Colin Chisholm and Chris Spurgeon spent two years talking about the dogleg of snow off the east ridge of Gray Wolf Peak. Chisholm says they hadn't noticed it until their friend Brian Story made the first descent in 2008. After that, he and Spurgeon kicked themselves for failing to recognize a no-brainer line during previous treks in the Mission Mountains, and they dubbed it BS Gully in honor of Story's revelation.
The duo cut short one subsequent attempt at the couloir due to avalanche danger, but on June 12, Chisolm and Spurgeon finally scaled Gray Wolf with Brian Story and another friend. They picked their way down the hanging snowfield atop the eastern ridge, then dropped into BS Gully, finally realizing a mutual goal.
"He was really psyched," Chisholm says. "Gray Wolf Peak was one of his favorite places, and the Missions were one of his favorite mountain ranges."

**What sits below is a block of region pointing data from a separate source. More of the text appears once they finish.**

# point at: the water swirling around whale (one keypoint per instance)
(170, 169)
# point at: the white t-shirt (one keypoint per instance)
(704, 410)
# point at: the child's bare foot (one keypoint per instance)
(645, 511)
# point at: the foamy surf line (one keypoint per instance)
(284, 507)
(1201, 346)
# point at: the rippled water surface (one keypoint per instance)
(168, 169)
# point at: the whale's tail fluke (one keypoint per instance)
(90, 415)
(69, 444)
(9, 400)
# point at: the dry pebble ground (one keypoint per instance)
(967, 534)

The photos Chisholm shot that day show a confident and capable Spurgeon entirely at home on a snowy summit beneath a bluebird sky. Chisholm says he must have 300 pictures of Spurgeon from their nine years skiing the backcountry together. At the time, nothing about the BS Gully descent really stood out.

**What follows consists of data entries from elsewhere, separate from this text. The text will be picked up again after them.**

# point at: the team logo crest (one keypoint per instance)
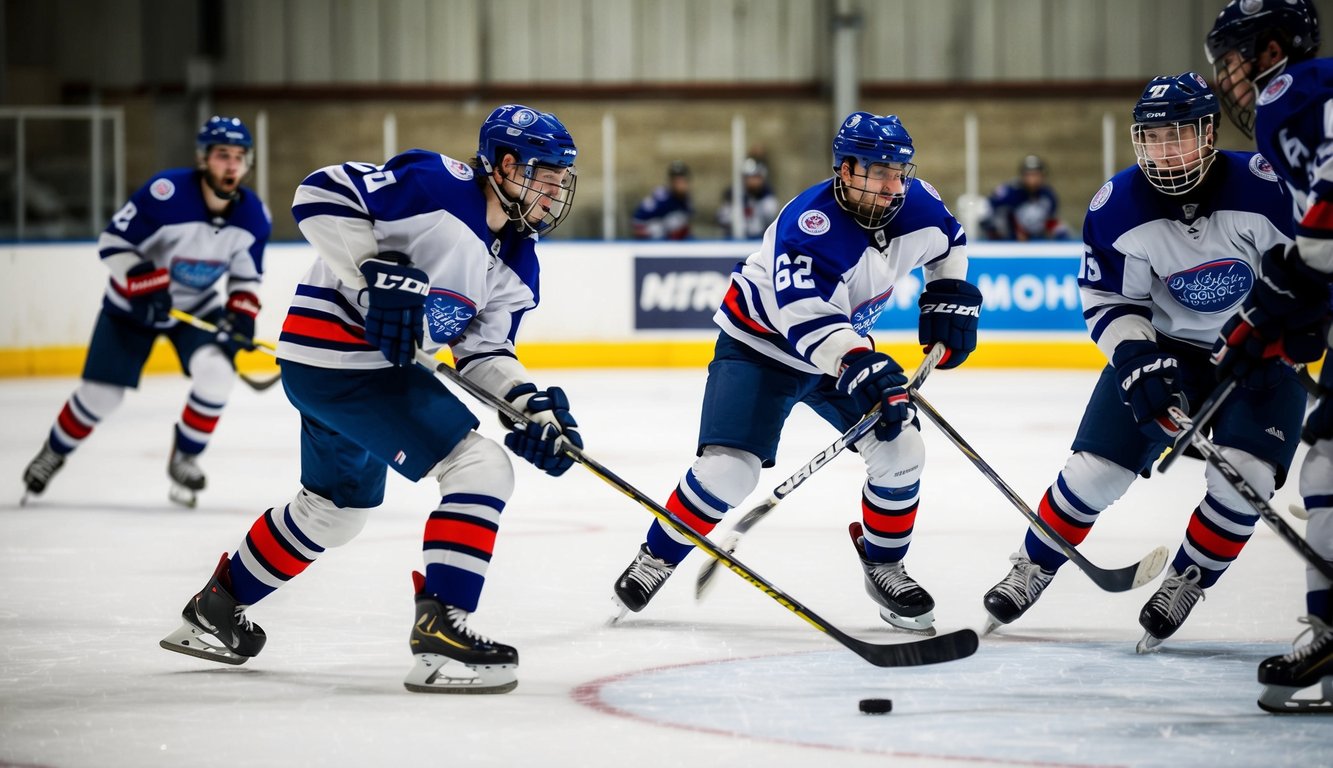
(457, 168)
(1213, 287)
(1263, 168)
(448, 315)
(815, 223)
(161, 190)
(1101, 196)
(1275, 90)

"It definitely felt like we'd skied what we wanted to for the year and this was just kind of icing on the cake," Story adds.
Two days later, at the age of 37, Spurgeon died in a wet slide avalanche while skiing alone on a different couloir, off the summit of Lolo Peak. His fate remained a mystery until 9:30 a.m. June 18, following a two-day search and rescue operation that involved many of his friends. Chisholm, Story and two others found his body and sat vigil until Spurgeon could be flown out by helicopter.
The impact of the loss was immediate. Spurgeon was quiet and introverted, yet Chisholm describes him as a role model among outdoor enthusiasts in Missoula, an "irreplaceable partner and friend for many, many people."
That status stemmed primarily from his deep respect for the purity of the backcountry experience, Story says, and from his preference for discovering new landscapes rather than conquering them.
"Some people will keep a ski journal and they'll write down how many days they skied and then they'll talk about it," says Chisholm. "Chris skied as much if not more than most people, but he did not give a crap about numbers or defining himself in that way.
"The mountains were Chris's spiritual life, they were his place of refuge and his place of soul-seeking."
Skiing wasn't Spurgeon's only outdoor interest. He was an avid hunter who trekked deep into the backcountry on his own for elk or deer. In 2004, he placed first in the 20-mile Bridger Ridge Run north of Bozeman and did the same in the Devil's Backbone 50-mile footrace in 2006. He also planned to race in the 100-mile Swan Crest Run on July 30 this year.
He could have competed with the best professional athletes, but that flew in the face of his very nature, Chisholm says. Bragging rights, first descents or making a mark didn't interest him.
"He didn't participate in the pissing contest. If these guys over here are going to see who can piss the farthest, Chris is going to turn around and walk and piss by himself. I just loved that about him."
The exact details of the accident itself died with Spurgeon. He was killed while skiing a steep, narrow chute in the Lantern Lake couloir, northwest of Lolo Peak's north summit. On the day he died, the National Water and Climate Center recorded the highest temperatures in the area all spring. Precipitation levels had increased in prior weeks, likely impacting snow conditions and increasing avalanche danger.
An autopsy revealed Spurgeon—who hadn't worn a helmet that day—was killed instantly when his head struck a talus slope during a slide that swept him some 800 feet.
It's essentially a story that could happen to even the most experienced backcountry skier, and for Chisholm, the persisting mystery around Spurgeon's final moments makes it difficult to find closure.
Story, for his part, remembers a moment from the Gray Wolf trip. The group was discussing snow quality—which Story and Chisholm agree was particularly poor that day—when Spurgeon weighed in. As long as you're skiing on snow, it's good skiing, he said.
That was his philosophy, Story says. "That was his bar for it being worth going out."